Management efficiency, use of technology and reduction in bad loans helped banks minimise their operating costs in the past decade.

Private banks and foreign commercial banks operating here were more efficient in managing their expenditure than the state-owned commercial and specialised banks, a central bank report shows.

The report found that a Private bank spent 93.1 percent of its income in 2003. Such expenditure was 69.6 percent in June 2010, down by over 25 percent between the periods.

The foreign banks have minimised the costs by 21 percent, state-commercial by 19 percent and specialised banks by only 4 percent between 2003 and 2010, according to the draft annual report of Bangladesh Bank (BB).

The cost-income ratio is a key financial measure, particularly for valuing a bank.

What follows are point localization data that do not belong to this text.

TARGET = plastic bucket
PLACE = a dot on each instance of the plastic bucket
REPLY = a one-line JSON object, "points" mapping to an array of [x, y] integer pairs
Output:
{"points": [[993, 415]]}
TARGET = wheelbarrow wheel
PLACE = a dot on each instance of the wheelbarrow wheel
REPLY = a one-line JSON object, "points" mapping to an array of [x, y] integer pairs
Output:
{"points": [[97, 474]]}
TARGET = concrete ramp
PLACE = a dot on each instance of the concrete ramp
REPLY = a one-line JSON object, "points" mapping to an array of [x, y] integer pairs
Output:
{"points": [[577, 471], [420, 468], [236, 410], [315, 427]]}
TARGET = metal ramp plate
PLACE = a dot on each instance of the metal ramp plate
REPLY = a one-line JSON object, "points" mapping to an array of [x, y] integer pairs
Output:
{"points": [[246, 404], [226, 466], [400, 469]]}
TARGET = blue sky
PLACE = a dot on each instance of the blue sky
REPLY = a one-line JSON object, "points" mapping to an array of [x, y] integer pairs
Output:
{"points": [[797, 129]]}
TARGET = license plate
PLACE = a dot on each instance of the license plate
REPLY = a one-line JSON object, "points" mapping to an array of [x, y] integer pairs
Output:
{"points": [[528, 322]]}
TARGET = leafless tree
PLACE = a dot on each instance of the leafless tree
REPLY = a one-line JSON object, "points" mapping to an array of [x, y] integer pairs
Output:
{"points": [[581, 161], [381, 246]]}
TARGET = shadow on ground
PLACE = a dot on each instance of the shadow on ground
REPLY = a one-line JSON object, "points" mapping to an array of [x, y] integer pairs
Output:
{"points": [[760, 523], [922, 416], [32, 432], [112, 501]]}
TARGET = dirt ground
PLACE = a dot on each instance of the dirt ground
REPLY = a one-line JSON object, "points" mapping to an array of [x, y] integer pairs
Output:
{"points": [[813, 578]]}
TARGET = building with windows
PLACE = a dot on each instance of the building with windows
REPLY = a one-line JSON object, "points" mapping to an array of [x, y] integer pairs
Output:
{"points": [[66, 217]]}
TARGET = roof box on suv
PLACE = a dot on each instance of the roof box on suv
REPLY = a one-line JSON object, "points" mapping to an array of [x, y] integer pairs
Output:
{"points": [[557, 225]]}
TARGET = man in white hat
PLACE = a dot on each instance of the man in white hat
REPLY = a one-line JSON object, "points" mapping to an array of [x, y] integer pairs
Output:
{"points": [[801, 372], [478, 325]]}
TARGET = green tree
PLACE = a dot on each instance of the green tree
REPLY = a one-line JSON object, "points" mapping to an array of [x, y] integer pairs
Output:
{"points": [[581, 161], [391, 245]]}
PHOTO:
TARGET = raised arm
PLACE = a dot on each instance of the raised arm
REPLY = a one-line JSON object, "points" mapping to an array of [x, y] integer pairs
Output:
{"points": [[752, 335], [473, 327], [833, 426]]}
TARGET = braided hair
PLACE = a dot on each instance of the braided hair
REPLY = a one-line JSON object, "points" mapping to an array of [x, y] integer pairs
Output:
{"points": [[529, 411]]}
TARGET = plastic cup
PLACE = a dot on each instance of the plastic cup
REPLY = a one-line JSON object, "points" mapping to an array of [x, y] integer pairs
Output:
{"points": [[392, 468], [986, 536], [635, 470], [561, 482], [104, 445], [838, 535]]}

It shows a bank's expenditure in relation to its income. It is useful to measure how costs are changing compared to income -- for example, if a bank's interest income is rising but costs are going up at a higher rate, it may not be good for the bank.

The Bangladeshi banks have long been blamed for poor efficiency, which pushed their costs up. It also increases the borrowing costs.

Bankers credited young professionals, use of technology and declining bad loans for a significant fall in costs in the just-concluded decade.

“Young generations are bright and their productivity is higher than their older colleagues,” said Shahjahan Bhuiyan, managing director of United Commercial Bank, who has nearly four decades of experiences in the banking industry.

Bhuiyan also attributed the success to the falling non-performing loans (NPL).

BB data shows that the average NPL for the banking sector was 17.6 percent of their total loans in 2004, which came down to 8.7 percent at the end of June 2010. The private and foreign banks are the best performers in terms of controlling bad loans with only 3.7 percent and 2.4 percent respectively as of June 2010. The NPL was nearly 23 percent for the state banks.

“The banks are heavily investing in technology, which ultimately helps us with efficiency enhancement and managing the costs,” said Anis A Khan, managing director and chief executive officer of Mutual Trust Bank.

According to Khan, the main reason behind the fall in the expenditure-income ratio was a tremendous growth in the banks' profit.